“I am working so please do not disturb. I do not sign autographs.”
This sign greets visitors to Andrew Wyeth’s former home and studio just up the road from the Brandywine Valley Museum. It’s the first indication that much remains just as the artist left it after he died in 2009 at the age of 91: family photographs, his boyhood collection of toy soldiers, and old 16-millimeter prints of favorite movies such as “The Big Parade” and “Captain Blood.”
In his modest studio, naturally lit by a huge north-facing window, brushes and easels are arranged as if Wyeth had just set them down, and sketches of animals and his signature stark landscapes hang or lie on the floor in various states of completion.

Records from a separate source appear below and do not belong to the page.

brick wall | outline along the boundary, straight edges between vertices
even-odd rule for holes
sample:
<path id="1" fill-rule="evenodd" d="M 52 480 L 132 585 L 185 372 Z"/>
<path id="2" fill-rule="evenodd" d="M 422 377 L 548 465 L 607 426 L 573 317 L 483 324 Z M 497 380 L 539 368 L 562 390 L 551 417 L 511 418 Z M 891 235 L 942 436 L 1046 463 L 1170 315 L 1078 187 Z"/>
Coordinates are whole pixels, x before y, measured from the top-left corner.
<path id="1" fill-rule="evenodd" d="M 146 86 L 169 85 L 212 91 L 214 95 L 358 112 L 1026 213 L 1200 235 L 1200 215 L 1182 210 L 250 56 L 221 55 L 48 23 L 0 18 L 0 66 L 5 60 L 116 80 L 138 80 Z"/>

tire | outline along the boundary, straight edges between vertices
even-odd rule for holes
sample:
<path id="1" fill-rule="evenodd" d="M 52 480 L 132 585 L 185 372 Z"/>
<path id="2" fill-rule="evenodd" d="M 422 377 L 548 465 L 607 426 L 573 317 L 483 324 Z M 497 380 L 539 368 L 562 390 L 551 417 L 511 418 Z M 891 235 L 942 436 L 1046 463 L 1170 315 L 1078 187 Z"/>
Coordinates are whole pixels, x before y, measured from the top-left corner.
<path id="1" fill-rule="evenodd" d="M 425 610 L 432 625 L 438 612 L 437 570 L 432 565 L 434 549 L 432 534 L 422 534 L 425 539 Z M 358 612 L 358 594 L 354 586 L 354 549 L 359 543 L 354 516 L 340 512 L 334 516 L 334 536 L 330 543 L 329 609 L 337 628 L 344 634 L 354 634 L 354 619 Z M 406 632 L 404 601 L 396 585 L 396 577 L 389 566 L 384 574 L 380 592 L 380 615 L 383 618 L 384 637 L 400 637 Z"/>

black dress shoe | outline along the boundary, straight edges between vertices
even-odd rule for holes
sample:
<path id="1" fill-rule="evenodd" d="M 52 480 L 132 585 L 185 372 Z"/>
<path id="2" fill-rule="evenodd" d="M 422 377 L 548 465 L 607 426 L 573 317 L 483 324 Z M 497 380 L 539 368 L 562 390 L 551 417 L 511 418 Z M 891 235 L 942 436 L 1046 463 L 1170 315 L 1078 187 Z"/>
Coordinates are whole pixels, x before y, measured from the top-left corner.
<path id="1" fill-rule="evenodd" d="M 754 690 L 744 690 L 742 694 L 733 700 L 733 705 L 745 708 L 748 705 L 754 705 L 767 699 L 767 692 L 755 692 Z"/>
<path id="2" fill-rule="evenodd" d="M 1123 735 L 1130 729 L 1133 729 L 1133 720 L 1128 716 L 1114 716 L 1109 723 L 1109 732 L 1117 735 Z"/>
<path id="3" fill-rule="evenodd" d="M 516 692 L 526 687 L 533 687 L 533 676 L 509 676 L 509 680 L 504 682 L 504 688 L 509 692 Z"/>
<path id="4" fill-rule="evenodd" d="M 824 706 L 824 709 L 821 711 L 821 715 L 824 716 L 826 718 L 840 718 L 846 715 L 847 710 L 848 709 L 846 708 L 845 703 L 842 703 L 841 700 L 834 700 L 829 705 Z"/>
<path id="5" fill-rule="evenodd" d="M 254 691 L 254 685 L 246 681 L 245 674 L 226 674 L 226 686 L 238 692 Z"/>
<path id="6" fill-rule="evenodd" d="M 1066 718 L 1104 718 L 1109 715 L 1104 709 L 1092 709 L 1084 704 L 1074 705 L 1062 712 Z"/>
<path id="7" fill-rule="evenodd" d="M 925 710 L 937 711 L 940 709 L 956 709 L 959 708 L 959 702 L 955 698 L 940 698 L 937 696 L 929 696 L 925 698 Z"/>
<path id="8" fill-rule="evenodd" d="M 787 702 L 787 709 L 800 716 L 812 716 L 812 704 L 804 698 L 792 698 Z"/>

The museum offers hour-long tours, April through November, of Andrews’s home/studio (separate from the admission fee) from April–November (there are also separate tours of N.C. Wyeth’s home and studio and nearby Kuerner Farm, inspiration for many of Andrew’s paintings). Take one or all of the tours, then check out the Wyeth paintings on display at the museum armed with new insights on the creative process of these great American artists. Follow this up with a bowl of local mushroom bisque in the museum’s window-walled cafe overlooking Brandywine Creek. It’s arguably the most welcoming spot in the world to settle in with a book and lose yourself in Wyeth’s somber, pastoral world.